— Все. Забухнет, — заверил Иван и махнул рукой.
Эйно молча наблюдал, а когда Иван надел шапку, крикнул:
— Ифан! Спать лашись! Фолк гляди того…
— Спасибо, Эйно, на добром слове. Я завтра приду по своему делу.
— Делу? А! Секрэ-эт…
Иван простился и вышел. Какая-то удивительная бодрость наполнила его. После того как он всерьез начал свое дело, он чувствовал себя готовым на что-то большое, серьезное и знал, что уже не отступит.
До Большого камня он бежал на своих лыжах без отдыха и дразнил собаку, как мальчишка. А дома, отогревая озябшие руки, он обнял кривой боров печки и зажмурился от удовольствия. «А-а-ахх, хорошо! Еще погреешь меня немного, родимый ты мой…» — кряхтел Иван, поглаживая боров, уже не казавшийся ему некрасивым.

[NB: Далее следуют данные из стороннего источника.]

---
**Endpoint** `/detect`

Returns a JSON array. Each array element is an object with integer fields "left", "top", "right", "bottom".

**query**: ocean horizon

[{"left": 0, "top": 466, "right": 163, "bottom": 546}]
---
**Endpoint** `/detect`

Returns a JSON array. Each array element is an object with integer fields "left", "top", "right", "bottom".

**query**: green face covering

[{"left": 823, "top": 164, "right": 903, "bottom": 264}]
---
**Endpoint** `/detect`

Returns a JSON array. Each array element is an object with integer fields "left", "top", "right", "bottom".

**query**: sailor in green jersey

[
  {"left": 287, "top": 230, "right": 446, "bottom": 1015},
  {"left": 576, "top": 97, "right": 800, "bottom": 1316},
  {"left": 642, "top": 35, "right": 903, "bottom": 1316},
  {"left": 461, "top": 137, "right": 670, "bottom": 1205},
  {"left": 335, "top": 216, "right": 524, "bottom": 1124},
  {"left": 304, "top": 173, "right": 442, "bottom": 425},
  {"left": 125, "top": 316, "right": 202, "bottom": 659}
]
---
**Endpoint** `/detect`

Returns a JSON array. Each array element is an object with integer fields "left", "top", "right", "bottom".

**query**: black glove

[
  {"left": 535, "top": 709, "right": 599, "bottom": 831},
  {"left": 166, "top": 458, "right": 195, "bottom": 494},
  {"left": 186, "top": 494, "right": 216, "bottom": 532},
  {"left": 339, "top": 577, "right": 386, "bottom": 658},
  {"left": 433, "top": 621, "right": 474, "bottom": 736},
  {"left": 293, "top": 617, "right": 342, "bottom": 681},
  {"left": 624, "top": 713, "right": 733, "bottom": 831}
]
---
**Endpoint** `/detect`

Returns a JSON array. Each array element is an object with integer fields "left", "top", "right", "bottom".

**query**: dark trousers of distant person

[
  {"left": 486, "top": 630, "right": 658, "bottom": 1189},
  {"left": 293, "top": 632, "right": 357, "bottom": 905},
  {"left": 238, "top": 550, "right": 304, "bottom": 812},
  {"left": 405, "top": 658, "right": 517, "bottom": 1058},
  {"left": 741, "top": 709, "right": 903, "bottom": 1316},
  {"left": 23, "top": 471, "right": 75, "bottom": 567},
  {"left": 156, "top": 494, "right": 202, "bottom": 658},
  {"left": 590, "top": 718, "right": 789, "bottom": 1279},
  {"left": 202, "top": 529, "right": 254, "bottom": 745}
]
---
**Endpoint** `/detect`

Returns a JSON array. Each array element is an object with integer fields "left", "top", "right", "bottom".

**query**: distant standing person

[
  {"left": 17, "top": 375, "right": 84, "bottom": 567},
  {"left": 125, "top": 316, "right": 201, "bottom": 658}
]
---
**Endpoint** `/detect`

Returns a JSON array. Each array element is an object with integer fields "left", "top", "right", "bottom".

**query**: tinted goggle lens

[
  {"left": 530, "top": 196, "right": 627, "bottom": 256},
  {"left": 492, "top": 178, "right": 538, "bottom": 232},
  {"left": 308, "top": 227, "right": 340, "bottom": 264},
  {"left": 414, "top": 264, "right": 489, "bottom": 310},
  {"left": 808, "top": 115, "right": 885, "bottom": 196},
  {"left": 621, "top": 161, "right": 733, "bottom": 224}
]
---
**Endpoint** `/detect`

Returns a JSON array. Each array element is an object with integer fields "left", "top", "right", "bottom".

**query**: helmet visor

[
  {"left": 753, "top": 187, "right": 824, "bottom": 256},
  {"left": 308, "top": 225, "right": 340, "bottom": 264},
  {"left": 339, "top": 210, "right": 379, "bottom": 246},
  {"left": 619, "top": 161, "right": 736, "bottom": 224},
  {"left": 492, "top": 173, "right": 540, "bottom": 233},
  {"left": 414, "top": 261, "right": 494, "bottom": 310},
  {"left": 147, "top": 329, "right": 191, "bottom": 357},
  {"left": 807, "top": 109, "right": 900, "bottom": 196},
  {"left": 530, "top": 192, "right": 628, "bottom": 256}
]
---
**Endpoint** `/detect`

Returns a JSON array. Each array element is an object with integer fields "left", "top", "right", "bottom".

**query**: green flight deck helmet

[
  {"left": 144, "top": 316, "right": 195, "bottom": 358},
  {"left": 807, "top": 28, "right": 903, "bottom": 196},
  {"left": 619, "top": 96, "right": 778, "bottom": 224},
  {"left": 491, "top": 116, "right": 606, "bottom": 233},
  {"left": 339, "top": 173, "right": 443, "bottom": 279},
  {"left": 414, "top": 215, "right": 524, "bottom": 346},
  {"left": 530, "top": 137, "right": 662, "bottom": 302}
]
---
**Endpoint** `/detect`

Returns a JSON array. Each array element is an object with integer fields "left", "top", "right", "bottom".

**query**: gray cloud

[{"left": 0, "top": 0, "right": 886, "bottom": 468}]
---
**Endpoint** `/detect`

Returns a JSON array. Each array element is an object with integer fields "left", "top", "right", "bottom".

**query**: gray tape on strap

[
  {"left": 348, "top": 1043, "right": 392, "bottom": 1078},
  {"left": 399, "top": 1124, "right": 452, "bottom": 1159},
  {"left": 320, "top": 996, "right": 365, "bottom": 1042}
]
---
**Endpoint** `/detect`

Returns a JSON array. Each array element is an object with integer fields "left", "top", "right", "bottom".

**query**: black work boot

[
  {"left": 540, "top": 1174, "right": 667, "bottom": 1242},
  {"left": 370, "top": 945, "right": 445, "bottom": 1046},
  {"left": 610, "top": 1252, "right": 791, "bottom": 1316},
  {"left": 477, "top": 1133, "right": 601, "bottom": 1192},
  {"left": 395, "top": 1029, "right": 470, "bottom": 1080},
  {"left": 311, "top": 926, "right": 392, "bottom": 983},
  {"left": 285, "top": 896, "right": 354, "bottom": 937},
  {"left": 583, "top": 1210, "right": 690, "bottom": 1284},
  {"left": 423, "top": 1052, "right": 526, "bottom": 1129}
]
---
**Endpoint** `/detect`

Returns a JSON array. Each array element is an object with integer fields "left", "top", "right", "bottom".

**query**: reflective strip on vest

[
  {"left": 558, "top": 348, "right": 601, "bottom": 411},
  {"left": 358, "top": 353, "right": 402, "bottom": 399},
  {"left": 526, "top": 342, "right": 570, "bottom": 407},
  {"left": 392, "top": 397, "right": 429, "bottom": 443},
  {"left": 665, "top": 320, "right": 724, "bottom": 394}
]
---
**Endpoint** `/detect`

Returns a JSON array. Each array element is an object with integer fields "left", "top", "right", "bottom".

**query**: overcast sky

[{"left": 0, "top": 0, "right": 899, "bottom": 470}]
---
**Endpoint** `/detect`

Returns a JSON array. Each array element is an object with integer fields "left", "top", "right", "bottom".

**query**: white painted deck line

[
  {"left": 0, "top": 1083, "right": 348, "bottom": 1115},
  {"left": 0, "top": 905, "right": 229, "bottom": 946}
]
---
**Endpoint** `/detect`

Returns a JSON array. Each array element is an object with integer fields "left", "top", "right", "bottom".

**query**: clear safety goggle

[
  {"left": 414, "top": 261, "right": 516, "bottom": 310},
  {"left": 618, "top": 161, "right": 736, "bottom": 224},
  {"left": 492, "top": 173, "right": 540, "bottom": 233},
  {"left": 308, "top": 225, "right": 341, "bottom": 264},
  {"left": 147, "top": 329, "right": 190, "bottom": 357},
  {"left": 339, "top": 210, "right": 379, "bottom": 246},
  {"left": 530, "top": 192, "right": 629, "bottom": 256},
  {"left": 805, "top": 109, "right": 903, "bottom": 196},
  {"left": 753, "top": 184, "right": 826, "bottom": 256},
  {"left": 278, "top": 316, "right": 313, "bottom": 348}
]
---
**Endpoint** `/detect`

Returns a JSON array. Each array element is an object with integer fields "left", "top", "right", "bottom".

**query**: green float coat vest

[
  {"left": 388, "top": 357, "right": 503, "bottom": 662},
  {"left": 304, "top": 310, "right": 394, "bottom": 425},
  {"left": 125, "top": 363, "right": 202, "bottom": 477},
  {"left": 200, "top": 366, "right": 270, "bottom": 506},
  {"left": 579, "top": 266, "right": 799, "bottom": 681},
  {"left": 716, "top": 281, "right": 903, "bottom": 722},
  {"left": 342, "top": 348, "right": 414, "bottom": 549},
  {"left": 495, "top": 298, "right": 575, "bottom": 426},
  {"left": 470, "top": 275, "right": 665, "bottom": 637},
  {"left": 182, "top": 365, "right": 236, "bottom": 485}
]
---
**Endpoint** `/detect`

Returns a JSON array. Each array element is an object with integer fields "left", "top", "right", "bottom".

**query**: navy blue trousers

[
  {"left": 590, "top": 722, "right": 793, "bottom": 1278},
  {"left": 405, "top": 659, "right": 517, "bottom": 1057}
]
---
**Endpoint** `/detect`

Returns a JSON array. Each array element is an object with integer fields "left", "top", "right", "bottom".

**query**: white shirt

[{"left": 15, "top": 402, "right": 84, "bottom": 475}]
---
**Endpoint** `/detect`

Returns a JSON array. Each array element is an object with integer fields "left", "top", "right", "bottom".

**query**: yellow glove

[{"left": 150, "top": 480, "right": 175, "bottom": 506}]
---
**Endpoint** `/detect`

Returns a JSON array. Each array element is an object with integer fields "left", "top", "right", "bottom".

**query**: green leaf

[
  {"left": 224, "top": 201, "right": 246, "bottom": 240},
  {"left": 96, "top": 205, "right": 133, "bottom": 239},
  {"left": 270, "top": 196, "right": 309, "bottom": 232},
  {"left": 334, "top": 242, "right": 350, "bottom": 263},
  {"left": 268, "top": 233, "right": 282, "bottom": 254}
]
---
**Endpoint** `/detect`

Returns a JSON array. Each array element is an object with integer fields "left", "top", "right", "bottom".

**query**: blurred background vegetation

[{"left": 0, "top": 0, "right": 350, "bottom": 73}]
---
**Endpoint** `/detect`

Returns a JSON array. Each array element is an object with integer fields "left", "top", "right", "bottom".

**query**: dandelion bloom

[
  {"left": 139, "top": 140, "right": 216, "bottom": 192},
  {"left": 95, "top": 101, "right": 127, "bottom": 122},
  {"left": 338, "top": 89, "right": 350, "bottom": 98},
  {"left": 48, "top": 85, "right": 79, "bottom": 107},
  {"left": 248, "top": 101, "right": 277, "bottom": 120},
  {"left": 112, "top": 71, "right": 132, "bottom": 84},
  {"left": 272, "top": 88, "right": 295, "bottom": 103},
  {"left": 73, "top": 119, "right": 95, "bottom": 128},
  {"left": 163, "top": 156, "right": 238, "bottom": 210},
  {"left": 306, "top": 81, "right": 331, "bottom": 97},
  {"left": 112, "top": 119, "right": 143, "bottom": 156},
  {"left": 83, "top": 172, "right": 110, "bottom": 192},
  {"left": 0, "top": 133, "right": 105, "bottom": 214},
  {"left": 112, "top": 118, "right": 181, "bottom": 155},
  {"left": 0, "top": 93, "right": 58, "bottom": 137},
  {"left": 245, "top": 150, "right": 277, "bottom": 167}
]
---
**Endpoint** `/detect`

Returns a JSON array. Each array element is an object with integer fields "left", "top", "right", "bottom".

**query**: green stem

Утром неожиданно пришел Эйно с извинениями за вчерашний вид. Он тяжело сел на скамью и молчал, видимо, ждал, что Иван спросит о причине вчерашнего расстройства, но Иван молчал. Эйно выпил брусничного соку, покряхтел и сам заговорил. Говорил он с полуулыбкой, потирая виски.
— Урко, — говорит он, — это все Урко. Ты понимаешь Ифан, он коммунист. Мой сын. Это неплохие люди, ведь Ленин был коммунист, а это был — челофек! Он людям сфабоду дал. Он финнам сфабоду дал.
— Ну вот, а ты кричал на сына… Зачем?
— Зачем? А я кто ему? Отец? Отец! Я не против, что он коммунист, сафсем не против. Урко мне много объяснил. Хорошо это…
— Так чего же тогда.
— Чефо же, чефо же! Он не спросил меня, вот чефо же!
Рот Ивана увело еще больше в сторону.
— Я понимаю, это немного смешно, но феть я отец, ферно? — оправдывался Эйно и мял шапку.
Иван кивнул.
— А ты, Ифан, плохо сделал — Россию остафил. Урко гофорил, там большая жизнь. Там школа — бесплатно, ляккяри — бесплатно, рог бы тебе починили, фо-от… Там челофек прямо ходит. Там…
— Эйно…
— Молчи, Ифан! Плохо сделал! Только зферь уходит с родной земли, когда там трудно, та! А человек должен жить до конца и делать там жизнь себе и другим, так сказал Урко, та! Ну, чефо ты плачешь, ну? Федь прафду сказал Урко, ну?
— Экой ты, Эйно! Разве ты не знаешь, что у меня вся душа почернела — домой тянет. А ты…
— Ладна… Гофори секрэт.
— Так вот за этим и приходил, что сил больше нет. Бежать хочу через границу. Помоги!
Эйно присвистнул и так вжал свою седую голову в плечи, что ощетинились волосы на затылке. Он чмокал губами, качал головой:
— Ой, Ифан, ой, Ифан! Умереть там можно, на границе. Та-а!
— Ну и пускай!
— Кофо пускай?
— Наплевать, говорю, убьют так убьют, от смерти не посторонишься, а здесь я теперь все равно зачахну. Умру от тоски.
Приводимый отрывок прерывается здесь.